Tuesday, February 14, 2017

Kernel annual report 2016

Kernel, 2016, front page

There has been some major share price movements in Kernel lately since the Polish retirements funds and what have you seem to have discovered Kernel. These are the moments when you regret that you sold off parts of the company but even so I must keep my head on straight and realise the risk of owning companies that are pretty much operating in a war zone. 

The report in full can be found here and all material is taken from it. For the previous annual report please see Kernel annual report 2015 and to find out more concerning Kernel please visit analysis of Kernel 2015.

The revenue dropped dramatically, from my point of view, however the earnings are in the end very decent due to increased dollar valuation in which they sell many of their crops while many of their costs are in Ukraine Hryvnia.

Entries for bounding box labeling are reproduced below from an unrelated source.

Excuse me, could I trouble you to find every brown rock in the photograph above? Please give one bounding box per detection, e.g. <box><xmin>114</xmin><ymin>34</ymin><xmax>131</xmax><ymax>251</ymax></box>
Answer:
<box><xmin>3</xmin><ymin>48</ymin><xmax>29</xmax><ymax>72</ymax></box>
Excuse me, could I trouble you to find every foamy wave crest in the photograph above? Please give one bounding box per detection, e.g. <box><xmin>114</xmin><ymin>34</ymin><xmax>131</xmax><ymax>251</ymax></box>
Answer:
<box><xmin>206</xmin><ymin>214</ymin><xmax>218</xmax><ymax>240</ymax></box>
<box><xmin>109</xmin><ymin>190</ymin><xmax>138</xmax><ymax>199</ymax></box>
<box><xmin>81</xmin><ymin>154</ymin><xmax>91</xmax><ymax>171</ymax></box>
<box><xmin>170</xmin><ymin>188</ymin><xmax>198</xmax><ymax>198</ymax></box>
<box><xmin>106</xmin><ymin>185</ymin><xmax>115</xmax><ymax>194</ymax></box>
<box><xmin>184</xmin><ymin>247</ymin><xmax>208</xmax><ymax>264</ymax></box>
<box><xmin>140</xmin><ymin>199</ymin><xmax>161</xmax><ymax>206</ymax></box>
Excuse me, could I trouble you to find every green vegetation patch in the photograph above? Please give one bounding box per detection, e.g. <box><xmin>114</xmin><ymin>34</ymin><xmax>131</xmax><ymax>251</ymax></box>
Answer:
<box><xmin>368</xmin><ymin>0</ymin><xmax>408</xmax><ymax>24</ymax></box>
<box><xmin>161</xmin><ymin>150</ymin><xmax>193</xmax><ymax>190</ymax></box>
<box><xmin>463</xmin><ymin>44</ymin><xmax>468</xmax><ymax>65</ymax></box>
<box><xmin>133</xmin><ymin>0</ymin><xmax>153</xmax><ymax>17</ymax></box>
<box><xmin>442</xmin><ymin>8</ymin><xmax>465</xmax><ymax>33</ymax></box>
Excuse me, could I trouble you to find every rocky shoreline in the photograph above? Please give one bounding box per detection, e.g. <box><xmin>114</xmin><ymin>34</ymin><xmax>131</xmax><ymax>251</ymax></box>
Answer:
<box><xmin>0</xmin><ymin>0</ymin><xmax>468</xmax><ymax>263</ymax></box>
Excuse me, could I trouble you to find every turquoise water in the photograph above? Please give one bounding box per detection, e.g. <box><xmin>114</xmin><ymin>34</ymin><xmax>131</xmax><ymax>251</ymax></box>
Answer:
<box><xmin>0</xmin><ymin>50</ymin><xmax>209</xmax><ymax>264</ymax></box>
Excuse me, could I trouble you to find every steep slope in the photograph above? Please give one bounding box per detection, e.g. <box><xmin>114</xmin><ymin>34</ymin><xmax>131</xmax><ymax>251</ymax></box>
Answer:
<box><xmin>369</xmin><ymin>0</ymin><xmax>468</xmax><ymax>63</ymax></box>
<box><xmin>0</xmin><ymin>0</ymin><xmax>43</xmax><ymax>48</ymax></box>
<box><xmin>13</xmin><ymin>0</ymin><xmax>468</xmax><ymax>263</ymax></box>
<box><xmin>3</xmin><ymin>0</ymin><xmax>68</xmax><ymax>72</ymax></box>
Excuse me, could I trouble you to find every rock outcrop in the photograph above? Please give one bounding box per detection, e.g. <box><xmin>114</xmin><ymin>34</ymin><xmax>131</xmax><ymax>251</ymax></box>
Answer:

Kernel, 2016, financial statement

There are some annoying question marks in the company... Compared to 2015 they significantly increased the valuation of their crops. To my knowledge the valuation of many crops have not increased significantly from July 2015 to July 2016 so why do they decide to push up the valuation of that? Yes, their costs to recover those assets will be less... I can agree on that but that should not influence the value of the biological asset.
They have have give them selves stock options in the size of 3.8% of the total shares. Is the CEO and founder planning to retake the company via stock options to himself?
They have now hired a BA guy that will most likely fool around with currency and crops hedging. I do not really see how that will end well.

Conclusion: Kernel is doing well on the paper which to a very large extent comes a very strong dollar and crops having world market prices in USD. The managers seems to want to create a cosy little environment for themselves and the amount of stock options are, in my opinion an outrage. This is a company that pretends to make money and it is not a little start-up that needs to tie extremely skilled people to them via the hand out of shares because the salaries are so bad. For this reason I am currently cautious. I will remain shareholder for now but it might change quickly.